また、本発明に係る装身具用取付構造と、これを備えた装身具の例は、徽章に適用されることに限らない。例えば、図7に示すように、ペンダントYの例を挙げることができる。この例では、中心部が凹み、この凹んで形成された開口に突起部を有する雌型構造の嵌合部をペンダント本体に備えさせ、突出体を有する雄型構造の第2嵌合部をホルダに備えさせ、ペンダント本体を、ホルダへ回転可能に嵌め合わせて取り付けたペンダントYを、例えば、衣服の胸部に付することができる。
ペンダントYの例においても、突出体の頭部の側面及び土台部の側面が嵌合部の開口へ圧接されるとともに、突出体の軸部が嵌合部の突起部に挟持され、かつ、頭部の下面とテーパ状の軸部によって形成される形状に嵌合部の突起部が引っ掛かって、ペンダント本体が回転するのに伴って嵌合部の突起部に生じる嵌め合わせが外れる向きの応力が押さえ込まれる本発明に係る装身具用取付構造を備えるので、第2嵌合部の雄型構造が破壊されない限り、ペンダント本体がホルダから外れることがない。また、胸に手が触れた、胸が物体に触れたといった場合等の意図しないペンダント本体の回転を防ぐこともできる。

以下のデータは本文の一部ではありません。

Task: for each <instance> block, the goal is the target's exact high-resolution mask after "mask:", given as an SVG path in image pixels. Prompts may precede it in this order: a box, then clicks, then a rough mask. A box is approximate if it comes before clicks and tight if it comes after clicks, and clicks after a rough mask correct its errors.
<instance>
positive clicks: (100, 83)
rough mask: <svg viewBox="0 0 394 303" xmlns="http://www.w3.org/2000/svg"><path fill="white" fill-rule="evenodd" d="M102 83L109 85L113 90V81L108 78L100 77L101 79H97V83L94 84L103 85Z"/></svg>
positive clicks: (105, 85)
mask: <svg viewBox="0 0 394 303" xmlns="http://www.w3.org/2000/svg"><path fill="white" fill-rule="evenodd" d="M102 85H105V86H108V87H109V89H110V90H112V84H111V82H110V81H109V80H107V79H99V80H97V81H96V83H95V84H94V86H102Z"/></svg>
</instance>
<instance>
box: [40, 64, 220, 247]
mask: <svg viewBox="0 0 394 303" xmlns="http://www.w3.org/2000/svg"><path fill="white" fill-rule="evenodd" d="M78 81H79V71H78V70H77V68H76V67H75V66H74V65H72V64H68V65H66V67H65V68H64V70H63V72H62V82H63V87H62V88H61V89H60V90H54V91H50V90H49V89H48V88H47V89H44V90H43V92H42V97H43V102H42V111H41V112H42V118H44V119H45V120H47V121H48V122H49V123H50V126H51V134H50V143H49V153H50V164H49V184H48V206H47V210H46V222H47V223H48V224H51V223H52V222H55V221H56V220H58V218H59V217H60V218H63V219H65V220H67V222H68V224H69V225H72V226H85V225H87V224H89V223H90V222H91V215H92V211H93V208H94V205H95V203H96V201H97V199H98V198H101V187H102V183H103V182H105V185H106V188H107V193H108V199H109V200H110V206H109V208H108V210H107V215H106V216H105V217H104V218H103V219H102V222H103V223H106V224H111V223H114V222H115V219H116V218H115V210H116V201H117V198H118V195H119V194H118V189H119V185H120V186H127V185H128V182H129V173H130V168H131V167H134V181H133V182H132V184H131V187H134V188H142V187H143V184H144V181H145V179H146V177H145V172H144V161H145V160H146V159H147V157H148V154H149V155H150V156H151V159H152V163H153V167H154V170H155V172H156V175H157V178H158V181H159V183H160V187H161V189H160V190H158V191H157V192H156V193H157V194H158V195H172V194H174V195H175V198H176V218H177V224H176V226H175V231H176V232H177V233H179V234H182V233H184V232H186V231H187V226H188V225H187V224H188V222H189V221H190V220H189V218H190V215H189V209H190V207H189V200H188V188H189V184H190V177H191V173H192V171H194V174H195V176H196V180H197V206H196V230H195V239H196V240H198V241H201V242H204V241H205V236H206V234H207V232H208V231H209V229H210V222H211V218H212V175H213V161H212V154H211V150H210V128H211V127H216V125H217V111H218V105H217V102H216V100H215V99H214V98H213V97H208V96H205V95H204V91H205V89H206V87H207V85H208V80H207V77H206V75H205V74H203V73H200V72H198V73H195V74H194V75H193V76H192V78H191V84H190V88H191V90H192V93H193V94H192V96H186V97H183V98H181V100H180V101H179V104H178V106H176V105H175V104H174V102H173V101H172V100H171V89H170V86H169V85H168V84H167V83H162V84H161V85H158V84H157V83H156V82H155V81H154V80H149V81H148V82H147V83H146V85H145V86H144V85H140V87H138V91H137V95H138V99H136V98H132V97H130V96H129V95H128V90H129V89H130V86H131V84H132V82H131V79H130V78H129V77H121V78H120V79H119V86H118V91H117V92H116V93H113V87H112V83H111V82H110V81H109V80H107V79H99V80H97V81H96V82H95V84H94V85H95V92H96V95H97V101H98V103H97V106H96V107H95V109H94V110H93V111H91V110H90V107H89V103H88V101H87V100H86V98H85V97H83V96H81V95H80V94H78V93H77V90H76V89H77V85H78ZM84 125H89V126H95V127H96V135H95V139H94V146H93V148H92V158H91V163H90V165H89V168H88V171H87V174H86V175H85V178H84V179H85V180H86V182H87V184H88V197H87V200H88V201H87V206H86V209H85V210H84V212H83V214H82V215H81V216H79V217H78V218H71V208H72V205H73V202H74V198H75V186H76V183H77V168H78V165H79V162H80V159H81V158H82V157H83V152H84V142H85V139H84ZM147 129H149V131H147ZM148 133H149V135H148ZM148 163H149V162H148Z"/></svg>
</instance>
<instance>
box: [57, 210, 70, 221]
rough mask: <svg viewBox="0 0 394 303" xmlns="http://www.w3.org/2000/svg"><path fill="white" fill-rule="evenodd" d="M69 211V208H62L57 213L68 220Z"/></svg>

その他、本発明に係る装身具用取付構造と、これを備えた装身具の例は、図示を省略したが、指輪といった宝飾品をリングに嵌め合わせて取り付ける装身具にも適用することができ、上述した効果を具備させることができる。
なお、徽章X、ペンダントY、指輪等のいずれの装身具の例においても、徽章本体やペンダント本体、宝飾品本体に雄型構造の第2嵌合部を備えさせ、ホルダ又はリングに雌型構造の嵌合部を備えさせるようにしてもよい。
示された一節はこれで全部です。